Avusturya, Hollanda, Almanya... Bu üç ülke de terör örgütlerine kucak açmış durumda ve Türkiye karşıtı siyasette başı çeken ülkeler. Avrupalı liderler yaptıkları açıklamalarla Türkiye karşıtlıklarını yine yeniden belli etmiş durumdalar. Türkiye’ye sert eleştirilerle dolu son ilerleme raporu da bunun göstergelerinden biri oldu. Tüm bunlar olurken AB'nin Türk halkı nezdindeki itibarı iyice zedelendi.

YASAKLAR AVRUPASI

Bilindiği üzere önce Avusturya Başbakanı Sebastian Kurz, Türkiye'den tüm siyasi partilerin Avusturya'da seçim kampanyası yapmasını engelleyeceklerini söyledi. Avusturya’yı Hollanda takip etti. Hollanda Başbakanı Mark Rutte, geçen yıl yapılan anayasa değişikliği referandumunda olduğu gibi, erken seçim öncesi de Türk hükümet üyelerini Hollanda'da görmek istemediklerini vurguladı.24 Haziran seçimleriyle ilgili oralarda yaşayan vatandaşlarımıza dönük seçim konuşmalarına ve toplantılarına izin vermeyeceklerini açıkladı. Bugün ise AlmanyaDışişleri Bakanı'ndan Türk siyasetçilerin seçim kampanyası yapmasına izin verilmeyeceği açıklaması geldi.

"NEFRET SİYASETİ HER YERE HAKİM OLUR"

Konuyla ilgili Avrupa Birliği Bakanı ve Başmüzakereci Ömer Çelik, "Bir yandan en temel demokratik hakların kullanımını engelliyorlar bir yandan da 'Türkiye’deki demokratik gelişmeler olumsuz yönde gidiyor’ diyorlar. Demokrasinin kendisine karşı yapılan ikiyüzlülüğü şikâyet hakkı olsaydı ilk bu tavırları üreten siyasetçilere dava açardı. Avusturya ve Hollanda sağduyulu davranmalıdır. Demokratik değerlerin zedelenmesine kapı açılırsa bunun sonu gelmez. Açılan kapıdan önce popülizm girer, sonra ırkçı siyaset meydanı ele geçirir ve en sonunda da nefret siyaseti her yere hakim olur." diye konuşmuştu.

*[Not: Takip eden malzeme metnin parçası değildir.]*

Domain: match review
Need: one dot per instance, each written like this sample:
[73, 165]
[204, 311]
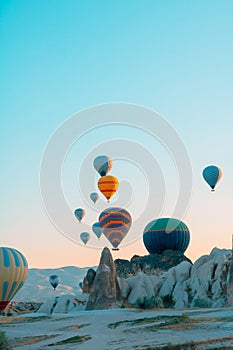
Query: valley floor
[122, 329]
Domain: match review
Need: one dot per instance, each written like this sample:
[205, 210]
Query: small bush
[201, 303]
[168, 301]
[148, 303]
[4, 342]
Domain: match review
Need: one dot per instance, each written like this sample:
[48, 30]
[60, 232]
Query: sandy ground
[209, 328]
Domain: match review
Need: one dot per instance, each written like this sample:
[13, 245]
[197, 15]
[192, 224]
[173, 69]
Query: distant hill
[37, 287]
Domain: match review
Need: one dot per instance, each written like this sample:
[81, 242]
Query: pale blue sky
[59, 57]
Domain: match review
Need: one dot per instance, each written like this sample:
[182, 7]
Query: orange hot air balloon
[108, 185]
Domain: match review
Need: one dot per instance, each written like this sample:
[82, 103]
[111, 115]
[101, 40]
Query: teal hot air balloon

Geçtiğimiz yıl Nisan ayında yapılan referandumla Cumhurbaşkanlığı hükümet sistemine geçilmesi benimsenmişti. Bu referandum öncesinde Türk bakanlar, Hollanda ve Almanya gibi büyük Türklerin yaşadığı bazı ülkelerde seçim çalışmaları yapmıştı. Avrupa ülkeleri ise, Türk politikacılara engel olmaya çalışmıştı.

ÇAVUŞOĞLU'NUN UÇAĞINA İNİŞ YASAĞI

Hollanda, geçen yıl Türk seçmenlerle buluşmak isteyen Türk bakanlara izin vermemişti. 11 Mart 2017 tarihinde Dışişleri Bakanı Mevlüt Çavuşoğlu’nun uçağına iniş izni verilmemişti. Almanya’dan karayoluyla Rotterdam’a geçen Aile ve Sosyal Politikalar Bakanı Fatma Betül Sayan Kaya da, polis eşliğinde sınır dışına çıkarılmıştı.

Avusturya, Hollanda ve Almanya demokrasiden uzak yaklaşımlarında Türkiye karşıtlığını temel edinerek ülkelerindeki ırkçılığı da körüklüyor. Çifte standart yaklaşımlarla demokrasiyi ve demokratik değerleri inkarediyor. Yıllar boyunca diğer ülkelere Avrupa değerlerinin önemini hatırlatan Avrupa’nın demokrasi konusunda sözlerinin itibarı olması için Türkiye karşıtlığından uzak durması gerekiyor.

EN BÜYÜK ZARAR KENDİLERİNE

Böyle yaparak aynı zamanda Avrupa Birliği değerlerine ayrkırı bir tutum sergiliyor, aşırıcı siyasi hareketlerin büyümesine katkı sağlıyorlar.Siyasal partiler arasında aşırı sağ partilerin ivme kazanması ve siyasette daha çok yer bulması da, aslında toplum içinde ayrışmalara sebep oluyor.

Avrupa’nın kurucu değerleriyle bağdaşmayan çok seslilik ve demokrasi karşıtı söylemler, nihayetinde en büyük zararı yine Avrupa halklarına veriyor.